Bug 105713

Summary: getAttribute does not behave correctly for mixed-case attributes on HTML elements
Product: WebKit Reporter: Boris Zbarsky <bzbarsky>
Component: DOMAssignee: Arpita Bahuguna <arpitabahuguna>
Status: RESOLVED FIXED    
Severity: Normal CC: ap, arpitabahuguna, cmarcelo, commit-queue, darin, esprehn+autocc, kling, ojan.autocc, ojan, webkit.review.bot
Priority: P2    
Version: 528+ (Nightly build)   
Hardware: Unspecified   
OS: Unspecified   
Bug Depends on: 111681    
Bug Blocks:    
Attachments:
Description Flags
Patch
none
Patch
none
Performance test results
none
Performance test results on Mac
none
Updated perf test results on mac none

Boris Zbarsky
Reported 2012-12-24 01:37:55 PST
Consider this testcase: var e = document.createElement("div"); e.setAttributeNS(null, "SOMETHING", "FAIL"); e.setAttributeNS(null, "something", "PASS"); alert(e.getAttribute("SOMETHING")); Per current spec at http://www.w3.org/TR/domcore/#dom-element-getattribute this should alert "PASS", which is what Gecko and Presto do.

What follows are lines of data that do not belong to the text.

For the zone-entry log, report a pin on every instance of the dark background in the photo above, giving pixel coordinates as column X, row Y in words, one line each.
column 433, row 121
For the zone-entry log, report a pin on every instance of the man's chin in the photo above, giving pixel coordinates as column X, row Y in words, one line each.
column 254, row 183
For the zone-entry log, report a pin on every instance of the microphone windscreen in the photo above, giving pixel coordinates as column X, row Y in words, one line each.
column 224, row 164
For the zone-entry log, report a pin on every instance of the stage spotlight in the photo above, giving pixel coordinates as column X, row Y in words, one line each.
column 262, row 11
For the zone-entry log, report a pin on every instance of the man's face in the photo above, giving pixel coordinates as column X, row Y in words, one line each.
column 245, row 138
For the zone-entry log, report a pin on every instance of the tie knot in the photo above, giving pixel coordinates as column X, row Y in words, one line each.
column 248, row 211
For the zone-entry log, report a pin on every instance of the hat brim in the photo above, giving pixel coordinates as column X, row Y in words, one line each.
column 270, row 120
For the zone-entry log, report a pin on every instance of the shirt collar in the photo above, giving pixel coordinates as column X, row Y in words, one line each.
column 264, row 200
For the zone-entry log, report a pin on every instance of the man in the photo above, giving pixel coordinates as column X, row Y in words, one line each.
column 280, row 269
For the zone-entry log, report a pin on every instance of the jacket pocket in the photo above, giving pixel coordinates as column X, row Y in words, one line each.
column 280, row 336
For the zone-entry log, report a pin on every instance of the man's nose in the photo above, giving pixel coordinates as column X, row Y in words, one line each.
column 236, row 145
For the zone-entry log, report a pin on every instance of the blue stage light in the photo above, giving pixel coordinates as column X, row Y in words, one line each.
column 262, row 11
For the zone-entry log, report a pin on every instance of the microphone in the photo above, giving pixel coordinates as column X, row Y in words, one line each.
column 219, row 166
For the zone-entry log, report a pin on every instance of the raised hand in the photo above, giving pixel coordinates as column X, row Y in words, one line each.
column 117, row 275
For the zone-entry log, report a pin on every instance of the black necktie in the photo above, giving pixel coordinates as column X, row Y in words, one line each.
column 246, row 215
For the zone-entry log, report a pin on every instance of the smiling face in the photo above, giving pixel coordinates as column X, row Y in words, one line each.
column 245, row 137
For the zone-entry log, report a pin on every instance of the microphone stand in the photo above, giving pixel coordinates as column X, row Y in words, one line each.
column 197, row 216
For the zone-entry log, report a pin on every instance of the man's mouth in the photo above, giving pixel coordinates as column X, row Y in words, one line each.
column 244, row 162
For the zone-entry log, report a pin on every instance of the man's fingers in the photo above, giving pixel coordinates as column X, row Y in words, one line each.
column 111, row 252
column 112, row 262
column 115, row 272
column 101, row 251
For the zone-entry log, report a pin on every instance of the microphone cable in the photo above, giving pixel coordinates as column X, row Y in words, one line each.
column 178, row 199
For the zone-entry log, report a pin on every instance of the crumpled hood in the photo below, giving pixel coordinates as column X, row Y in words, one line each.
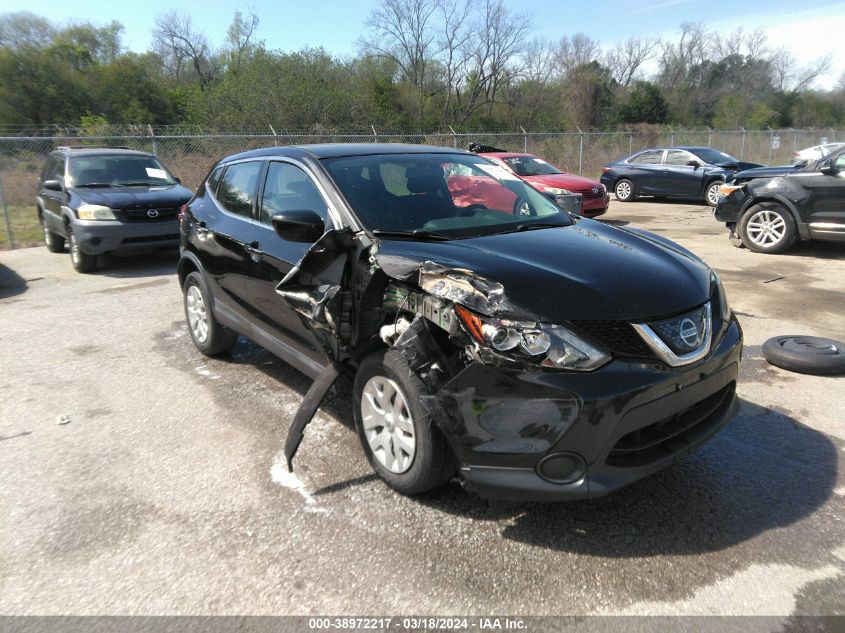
column 587, row 271
column 563, row 181
column 135, row 197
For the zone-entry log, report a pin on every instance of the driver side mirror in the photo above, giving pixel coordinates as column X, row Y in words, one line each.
column 299, row 226
column 829, row 168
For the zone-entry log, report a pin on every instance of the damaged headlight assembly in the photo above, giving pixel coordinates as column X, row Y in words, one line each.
column 546, row 345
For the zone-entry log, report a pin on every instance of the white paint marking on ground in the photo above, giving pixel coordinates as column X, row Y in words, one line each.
column 202, row 370
column 281, row 475
column 778, row 585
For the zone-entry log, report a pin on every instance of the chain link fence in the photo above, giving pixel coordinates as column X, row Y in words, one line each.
column 190, row 153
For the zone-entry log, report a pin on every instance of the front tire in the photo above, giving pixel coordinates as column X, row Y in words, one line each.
column 208, row 335
column 82, row 262
column 400, row 439
column 711, row 194
column 624, row 190
column 767, row 228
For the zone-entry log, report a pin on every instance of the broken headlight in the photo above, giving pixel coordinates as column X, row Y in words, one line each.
column 94, row 212
column 544, row 344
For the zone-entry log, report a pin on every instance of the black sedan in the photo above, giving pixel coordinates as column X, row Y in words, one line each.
column 678, row 172
column 768, row 215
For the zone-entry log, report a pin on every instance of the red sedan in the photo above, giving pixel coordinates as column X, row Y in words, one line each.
column 549, row 180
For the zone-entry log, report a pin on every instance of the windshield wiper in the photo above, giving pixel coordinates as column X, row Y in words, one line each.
column 417, row 234
column 538, row 225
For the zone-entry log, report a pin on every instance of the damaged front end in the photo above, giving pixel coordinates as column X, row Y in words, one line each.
column 445, row 321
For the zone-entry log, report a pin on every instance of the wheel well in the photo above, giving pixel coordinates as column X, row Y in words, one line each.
column 185, row 267
column 776, row 201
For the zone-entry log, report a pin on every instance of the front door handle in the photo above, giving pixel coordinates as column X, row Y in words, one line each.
column 254, row 250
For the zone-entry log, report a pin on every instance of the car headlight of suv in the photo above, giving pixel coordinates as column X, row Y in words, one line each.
column 543, row 344
column 95, row 212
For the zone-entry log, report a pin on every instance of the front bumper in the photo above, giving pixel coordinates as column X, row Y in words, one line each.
column 96, row 237
column 729, row 208
column 615, row 426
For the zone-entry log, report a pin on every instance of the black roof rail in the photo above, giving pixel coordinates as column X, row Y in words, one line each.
column 95, row 147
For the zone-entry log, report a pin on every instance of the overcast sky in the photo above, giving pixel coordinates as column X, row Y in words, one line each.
column 809, row 29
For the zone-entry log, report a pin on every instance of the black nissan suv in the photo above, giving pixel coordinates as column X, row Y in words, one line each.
column 769, row 215
column 534, row 354
column 107, row 200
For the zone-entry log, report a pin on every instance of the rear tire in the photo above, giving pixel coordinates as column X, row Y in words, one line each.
column 208, row 335
column 82, row 262
column 400, row 439
column 624, row 191
column 767, row 227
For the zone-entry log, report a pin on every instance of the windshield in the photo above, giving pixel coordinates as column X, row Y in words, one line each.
column 450, row 195
column 531, row 166
column 117, row 170
column 713, row 157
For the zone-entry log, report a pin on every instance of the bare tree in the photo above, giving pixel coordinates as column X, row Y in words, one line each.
column 627, row 58
column 181, row 46
column 497, row 40
column 789, row 76
column 239, row 36
column 403, row 31
column 452, row 43
column 579, row 50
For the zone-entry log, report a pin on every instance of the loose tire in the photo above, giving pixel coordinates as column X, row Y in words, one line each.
column 711, row 194
column 54, row 243
column 624, row 190
column 208, row 335
column 82, row 262
column 806, row 354
column 767, row 228
column 400, row 439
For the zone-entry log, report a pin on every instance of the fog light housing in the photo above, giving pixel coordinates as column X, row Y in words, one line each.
column 562, row 468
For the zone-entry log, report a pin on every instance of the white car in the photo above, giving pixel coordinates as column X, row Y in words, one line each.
column 816, row 152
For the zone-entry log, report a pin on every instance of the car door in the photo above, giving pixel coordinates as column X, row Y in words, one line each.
column 225, row 229
column 677, row 177
column 287, row 187
column 825, row 191
column 644, row 170
column 52, row 201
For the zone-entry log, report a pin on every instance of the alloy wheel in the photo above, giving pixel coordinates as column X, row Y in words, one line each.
column 388, row 424
column 197, row 314
column 766, row 228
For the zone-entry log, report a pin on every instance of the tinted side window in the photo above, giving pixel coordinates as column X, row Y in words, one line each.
column 678, row 157
column 54, row 169
column 214, row 180
column 649, row 157
column 236, row 191
column 289, row 188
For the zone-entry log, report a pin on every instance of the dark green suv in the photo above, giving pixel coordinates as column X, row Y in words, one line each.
column 107, row 200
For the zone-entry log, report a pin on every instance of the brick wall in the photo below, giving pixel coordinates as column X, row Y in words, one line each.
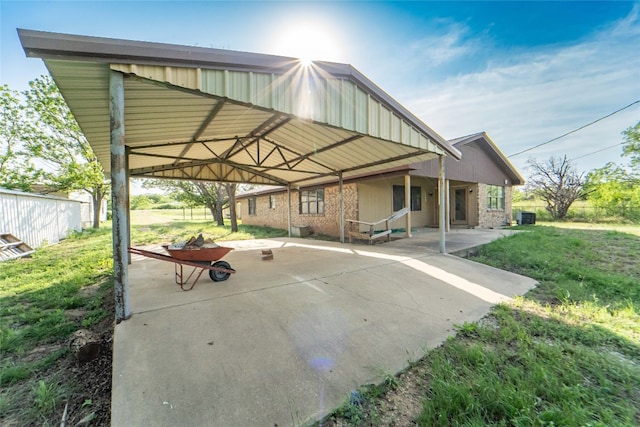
column 493, row 218
column 327, row 223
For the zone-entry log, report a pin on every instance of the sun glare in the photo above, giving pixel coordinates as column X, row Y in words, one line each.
column 309, row 42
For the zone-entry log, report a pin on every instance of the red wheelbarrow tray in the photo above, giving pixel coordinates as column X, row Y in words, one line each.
column 198, row 253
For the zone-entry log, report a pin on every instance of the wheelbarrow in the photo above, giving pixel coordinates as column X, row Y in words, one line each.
column 200, row 258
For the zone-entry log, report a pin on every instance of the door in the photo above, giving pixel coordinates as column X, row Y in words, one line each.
column 459, row 206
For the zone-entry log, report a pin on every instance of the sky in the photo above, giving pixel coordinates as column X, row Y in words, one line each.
column 524, row 72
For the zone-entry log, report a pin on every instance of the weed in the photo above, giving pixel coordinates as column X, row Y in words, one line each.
column 46, row 397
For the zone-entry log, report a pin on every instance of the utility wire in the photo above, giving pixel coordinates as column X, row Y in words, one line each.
column 597, row 151
column 575, row 130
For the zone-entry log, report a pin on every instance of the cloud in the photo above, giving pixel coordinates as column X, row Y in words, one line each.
column 524, row 98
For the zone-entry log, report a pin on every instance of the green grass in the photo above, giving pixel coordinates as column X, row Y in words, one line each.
column 58, row 290
column 567, row 353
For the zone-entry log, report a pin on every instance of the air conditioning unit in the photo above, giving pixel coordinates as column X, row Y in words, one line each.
column 524, row 218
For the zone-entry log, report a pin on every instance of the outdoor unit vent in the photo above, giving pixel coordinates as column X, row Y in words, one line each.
column 523, row 218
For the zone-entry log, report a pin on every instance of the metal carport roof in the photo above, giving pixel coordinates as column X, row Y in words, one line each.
column 218, row 115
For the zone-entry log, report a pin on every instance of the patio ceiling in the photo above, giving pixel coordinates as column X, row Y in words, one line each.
column 218, row 115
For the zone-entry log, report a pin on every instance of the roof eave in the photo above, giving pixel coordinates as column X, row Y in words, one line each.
column 47, row 45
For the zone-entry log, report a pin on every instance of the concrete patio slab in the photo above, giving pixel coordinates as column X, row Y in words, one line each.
column 283, row 342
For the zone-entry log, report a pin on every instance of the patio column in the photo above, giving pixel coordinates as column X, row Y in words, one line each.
column 341, row 196
column 119, row 196
column 441, row 194
column 289, row 209
column 127, row 152
column 447, row 204
column 407, row 203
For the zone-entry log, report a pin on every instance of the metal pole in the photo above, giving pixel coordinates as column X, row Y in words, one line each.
column 447, row 204
column 127, row 151
column 341, row 206
column 441, row 194
column 289, row 209
column 407, row 204
column 119, row 196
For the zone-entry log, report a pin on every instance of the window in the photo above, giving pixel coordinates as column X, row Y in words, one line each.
column 495, row 197
column 398, row 198
column 312, row 201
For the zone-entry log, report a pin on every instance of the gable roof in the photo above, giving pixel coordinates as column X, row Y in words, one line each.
column 219, row 115
column 491, row 149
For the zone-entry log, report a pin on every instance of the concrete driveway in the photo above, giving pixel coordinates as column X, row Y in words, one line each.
column 283, row 342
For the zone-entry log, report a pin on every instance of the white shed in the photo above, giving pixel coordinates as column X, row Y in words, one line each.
column 36, row 219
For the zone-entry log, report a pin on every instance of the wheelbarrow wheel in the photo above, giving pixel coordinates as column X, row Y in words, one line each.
column 220, row 276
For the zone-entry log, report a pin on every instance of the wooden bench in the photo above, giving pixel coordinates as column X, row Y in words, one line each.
column 371, row 234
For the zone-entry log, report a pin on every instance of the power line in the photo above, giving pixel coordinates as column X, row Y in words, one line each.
column 597, row 151
column 575, row 130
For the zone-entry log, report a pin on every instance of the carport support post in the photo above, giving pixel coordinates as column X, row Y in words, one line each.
column 289, row 209
column 407, row 203
column 119, row 196
column 443, row 200
column 341, row 207
column 447, row 204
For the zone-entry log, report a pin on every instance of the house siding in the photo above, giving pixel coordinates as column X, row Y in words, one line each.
column 376, row 200
column 475, row 166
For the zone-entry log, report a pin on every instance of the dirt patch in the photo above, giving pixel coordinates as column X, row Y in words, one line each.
column 90, row 401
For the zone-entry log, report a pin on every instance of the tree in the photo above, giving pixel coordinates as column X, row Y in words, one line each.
column 214, row 195
column 615, row 190
column 58, row 140
column 17, row 171
column 631, row 145
column 558, row 183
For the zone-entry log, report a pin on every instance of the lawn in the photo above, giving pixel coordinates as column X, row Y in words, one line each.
column 47, row 297
column 567, row 353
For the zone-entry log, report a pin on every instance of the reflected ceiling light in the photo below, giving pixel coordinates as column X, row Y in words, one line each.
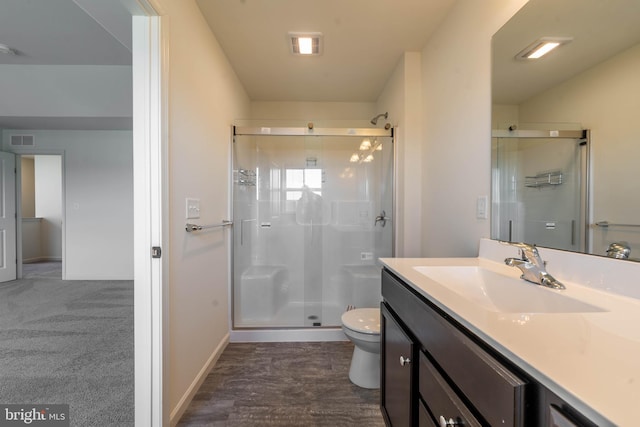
column 6, row 49
column 305, row 43
column 542, row 46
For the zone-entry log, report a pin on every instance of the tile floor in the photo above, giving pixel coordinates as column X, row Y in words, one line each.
column 283, row 384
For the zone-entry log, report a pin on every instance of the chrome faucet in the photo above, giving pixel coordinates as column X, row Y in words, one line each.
column 532, row 266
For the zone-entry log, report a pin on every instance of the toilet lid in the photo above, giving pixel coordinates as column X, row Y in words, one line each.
column 364, row 320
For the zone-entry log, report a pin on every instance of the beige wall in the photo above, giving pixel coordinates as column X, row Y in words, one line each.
column 205, row 96
column 401, row 98
column 28, row 188
column 312, row 111
column 456, row 126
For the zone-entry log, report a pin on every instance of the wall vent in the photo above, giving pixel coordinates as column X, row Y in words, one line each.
column 23, row 141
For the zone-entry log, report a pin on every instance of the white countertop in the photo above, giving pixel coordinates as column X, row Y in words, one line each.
column 589, row 359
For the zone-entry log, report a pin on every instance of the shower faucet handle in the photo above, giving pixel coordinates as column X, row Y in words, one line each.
column 383, row 218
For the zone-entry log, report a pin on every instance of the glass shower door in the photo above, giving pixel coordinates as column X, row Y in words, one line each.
column 306, row 240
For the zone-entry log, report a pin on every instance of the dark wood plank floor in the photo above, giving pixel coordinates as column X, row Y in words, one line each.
column 283, row 384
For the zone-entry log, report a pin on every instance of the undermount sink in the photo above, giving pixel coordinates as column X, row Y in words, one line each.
column 504, row 294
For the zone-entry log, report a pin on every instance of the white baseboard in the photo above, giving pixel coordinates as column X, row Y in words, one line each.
column 184, row 402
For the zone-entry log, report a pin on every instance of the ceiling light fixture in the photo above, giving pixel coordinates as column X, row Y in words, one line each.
column 542, row 46
column 6, row 49
column 305, row 43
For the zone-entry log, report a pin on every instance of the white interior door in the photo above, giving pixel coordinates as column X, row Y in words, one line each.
column 7, row 217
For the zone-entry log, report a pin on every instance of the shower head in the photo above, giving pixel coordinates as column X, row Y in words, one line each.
column 374, row 121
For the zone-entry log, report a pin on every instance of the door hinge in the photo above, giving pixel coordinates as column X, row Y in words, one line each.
column 156, row 252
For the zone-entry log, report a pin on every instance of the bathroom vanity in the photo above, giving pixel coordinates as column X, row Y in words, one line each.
column 509, row 355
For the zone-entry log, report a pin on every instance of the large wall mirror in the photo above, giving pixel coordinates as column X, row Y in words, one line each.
column 566, row 127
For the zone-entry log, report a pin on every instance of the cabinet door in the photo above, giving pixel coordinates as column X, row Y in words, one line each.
column 396, row 361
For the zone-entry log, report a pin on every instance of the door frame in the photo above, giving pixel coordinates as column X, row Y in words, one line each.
column 39, row 152
column 151, row 213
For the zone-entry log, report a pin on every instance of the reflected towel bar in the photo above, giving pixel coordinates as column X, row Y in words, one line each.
column 196, row 227
column 611, row 224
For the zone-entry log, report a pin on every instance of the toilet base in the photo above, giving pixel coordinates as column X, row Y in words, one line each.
column 365, row 369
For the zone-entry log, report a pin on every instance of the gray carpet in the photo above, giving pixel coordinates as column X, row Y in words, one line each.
column 68, row 342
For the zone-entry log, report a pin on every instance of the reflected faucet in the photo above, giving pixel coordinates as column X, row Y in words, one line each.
column 532, row 266
column 620, row 250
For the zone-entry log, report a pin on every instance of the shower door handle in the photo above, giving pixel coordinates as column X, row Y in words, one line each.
column 382, row 218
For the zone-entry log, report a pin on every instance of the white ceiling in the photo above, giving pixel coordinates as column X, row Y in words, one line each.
column 600, row 29
column 65, row 32
column 363, row 42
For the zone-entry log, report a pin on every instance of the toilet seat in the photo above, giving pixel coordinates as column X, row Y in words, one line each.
column 363, row 320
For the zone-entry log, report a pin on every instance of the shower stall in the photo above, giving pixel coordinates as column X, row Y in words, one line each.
column 539, row 187
column 312, row 213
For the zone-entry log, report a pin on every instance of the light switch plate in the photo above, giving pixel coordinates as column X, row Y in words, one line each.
column 192, row 208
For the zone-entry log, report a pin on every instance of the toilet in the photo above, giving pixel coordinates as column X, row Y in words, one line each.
column 362, row 327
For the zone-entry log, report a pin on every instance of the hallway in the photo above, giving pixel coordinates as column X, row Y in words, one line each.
column 68, row 342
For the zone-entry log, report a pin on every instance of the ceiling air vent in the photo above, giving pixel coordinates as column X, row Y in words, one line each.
column 23, row 141
column 305, row 43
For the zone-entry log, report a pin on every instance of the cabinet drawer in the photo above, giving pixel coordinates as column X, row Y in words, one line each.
column 440, row 398
column 495, row 391
column 424, row 419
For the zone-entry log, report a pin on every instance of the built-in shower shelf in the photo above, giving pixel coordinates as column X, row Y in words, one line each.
column 543, row 179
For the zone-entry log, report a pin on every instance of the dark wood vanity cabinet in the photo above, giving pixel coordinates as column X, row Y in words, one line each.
column 434, row 372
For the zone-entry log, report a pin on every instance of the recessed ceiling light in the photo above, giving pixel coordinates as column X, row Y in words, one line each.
column 6, row 49
column 542, row 46
column 305, row 43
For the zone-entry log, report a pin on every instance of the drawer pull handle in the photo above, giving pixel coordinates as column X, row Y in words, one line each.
column 445, row 423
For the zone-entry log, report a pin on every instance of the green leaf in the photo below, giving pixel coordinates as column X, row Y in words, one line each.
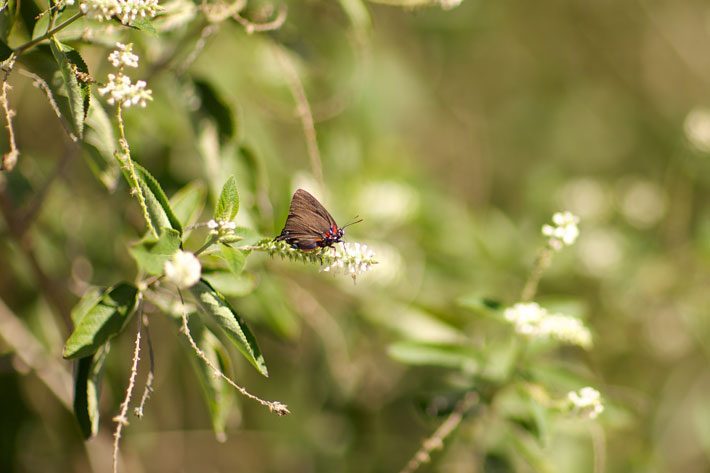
column 159, row 210
column 99, row 146
column 228, row 203
column 219, row 396
column 78, row 93
column 102, row 322
column 151, row 254
column 234, row 258
column 87, row 390
column 87, row 302
column 215, row 305
column 435, row 354
column 188, row 202
column 213, row 106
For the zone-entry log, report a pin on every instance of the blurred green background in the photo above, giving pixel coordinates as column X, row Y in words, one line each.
column 455, row 134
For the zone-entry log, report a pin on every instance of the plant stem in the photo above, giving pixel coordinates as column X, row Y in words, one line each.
column 30, row 44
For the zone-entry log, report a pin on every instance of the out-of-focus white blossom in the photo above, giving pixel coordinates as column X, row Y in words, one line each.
column 531, row 320
column 183, row 269
column 564, row 232
column 221, row 226
column 121, row 91
column 587, row 402
column 697, row 129
column 123, row 56
column 347, row 258
column 125, row 10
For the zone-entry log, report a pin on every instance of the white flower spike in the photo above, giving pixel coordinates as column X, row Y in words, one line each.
column 531, row 320
column 587, row 402
column 564, row 232
column 183, row 269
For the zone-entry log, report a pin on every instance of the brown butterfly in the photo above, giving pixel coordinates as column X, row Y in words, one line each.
column 309, row 225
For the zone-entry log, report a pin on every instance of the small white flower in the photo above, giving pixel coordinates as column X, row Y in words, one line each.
column 125, row 10
column 350, row 258
column 121, row 91
column 531, row 320
column 123, row 56
column 183, row 269
column 587, row 402
column 564, row 232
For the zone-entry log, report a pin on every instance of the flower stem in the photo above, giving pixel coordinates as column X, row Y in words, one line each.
column 30, row 44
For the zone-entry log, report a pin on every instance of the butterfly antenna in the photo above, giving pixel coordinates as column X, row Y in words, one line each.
column 353, row 222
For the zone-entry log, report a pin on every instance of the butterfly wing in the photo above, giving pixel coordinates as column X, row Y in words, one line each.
column 307, row 222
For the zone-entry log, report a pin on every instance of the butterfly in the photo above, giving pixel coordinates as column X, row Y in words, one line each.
column 309, row 225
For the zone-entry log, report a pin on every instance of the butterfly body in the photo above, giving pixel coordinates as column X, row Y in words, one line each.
column 309, row 225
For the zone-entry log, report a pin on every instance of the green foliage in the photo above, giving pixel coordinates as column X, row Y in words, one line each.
column 100, row 320
column 217, row 307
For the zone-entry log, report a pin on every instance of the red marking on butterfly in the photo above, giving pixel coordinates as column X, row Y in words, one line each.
column 309, row 225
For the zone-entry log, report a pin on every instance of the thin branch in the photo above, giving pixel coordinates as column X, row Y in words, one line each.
column 303, row 110
column 436, row 441
column 274, row 406
column 121, row 419
column 148, row 389
column 9, row 159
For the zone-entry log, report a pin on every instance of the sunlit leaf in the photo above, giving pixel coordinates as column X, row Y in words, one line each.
column 236, row 329
column 103, row 321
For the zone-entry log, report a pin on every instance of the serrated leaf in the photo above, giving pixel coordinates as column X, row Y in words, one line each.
column 87, row 391
column 78, row 93
column 213, row 106
column 234, row 258
column 151, row 254
column 236, row 329
column 432, row 354
column 188, row 202
column 228, row 203
column 87, row 302
column 99, row 146
column 159, row 210
column 103, row 321
column 219, row 396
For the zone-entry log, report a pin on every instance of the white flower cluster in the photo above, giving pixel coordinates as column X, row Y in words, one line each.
column 123, row 56
column 531, row 320
column 564, row 232
column 120, row 89
column 183, row 269
column 125, row 10
column 347, row 258
column 351, row 258
column 587, row 402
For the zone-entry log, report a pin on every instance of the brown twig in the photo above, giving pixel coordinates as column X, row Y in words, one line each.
column 303, row 110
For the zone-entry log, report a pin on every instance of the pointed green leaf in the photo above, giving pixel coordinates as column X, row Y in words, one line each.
column 87, row 302
column 188, row 202
column 151, row 254
column 228, row 203
column 159, row 210
column 87, row 391
column 99, row 146
column 219, row 396
column 234, row 258
column 236, row 329
column 102, row 322
column 78, row 93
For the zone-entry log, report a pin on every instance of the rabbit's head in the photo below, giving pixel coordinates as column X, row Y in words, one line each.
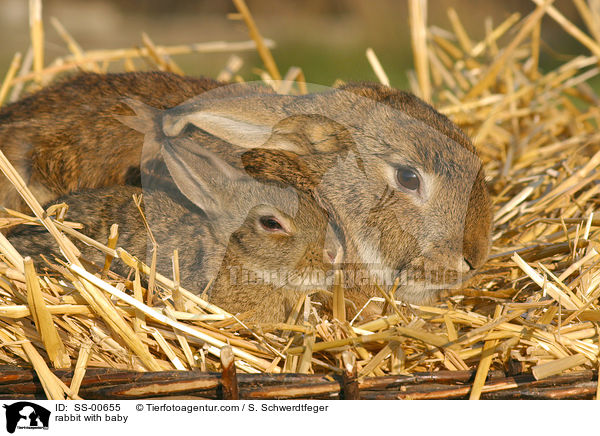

WebKit alerts "FAIL". Note that this causes WebKit to fail some of the tests at http://w3c-test.org/webapps/DOMCore/tests/submissions/Ms2ger/attributes.html
Attachments
Patch (5.65 KB, patch)
2013-03-04 04:13 PST, Arpita Bahuguna
no flags
Patch (6.12 KB, patch)
2013-03-08 01:23 PST, Arpita Bahuguna
no flags
Performance test results (37.77 KB, text/html)
2013-04-10 06:54 PDT, Arpita Bahuguna
no flags
Performance test results on Mac (58.64 KB, text/html)
2013-04-12 06:57 PDT, Arpita Bahuguna
no flags
Updated perf test results on mac (71.62 KB, text/html)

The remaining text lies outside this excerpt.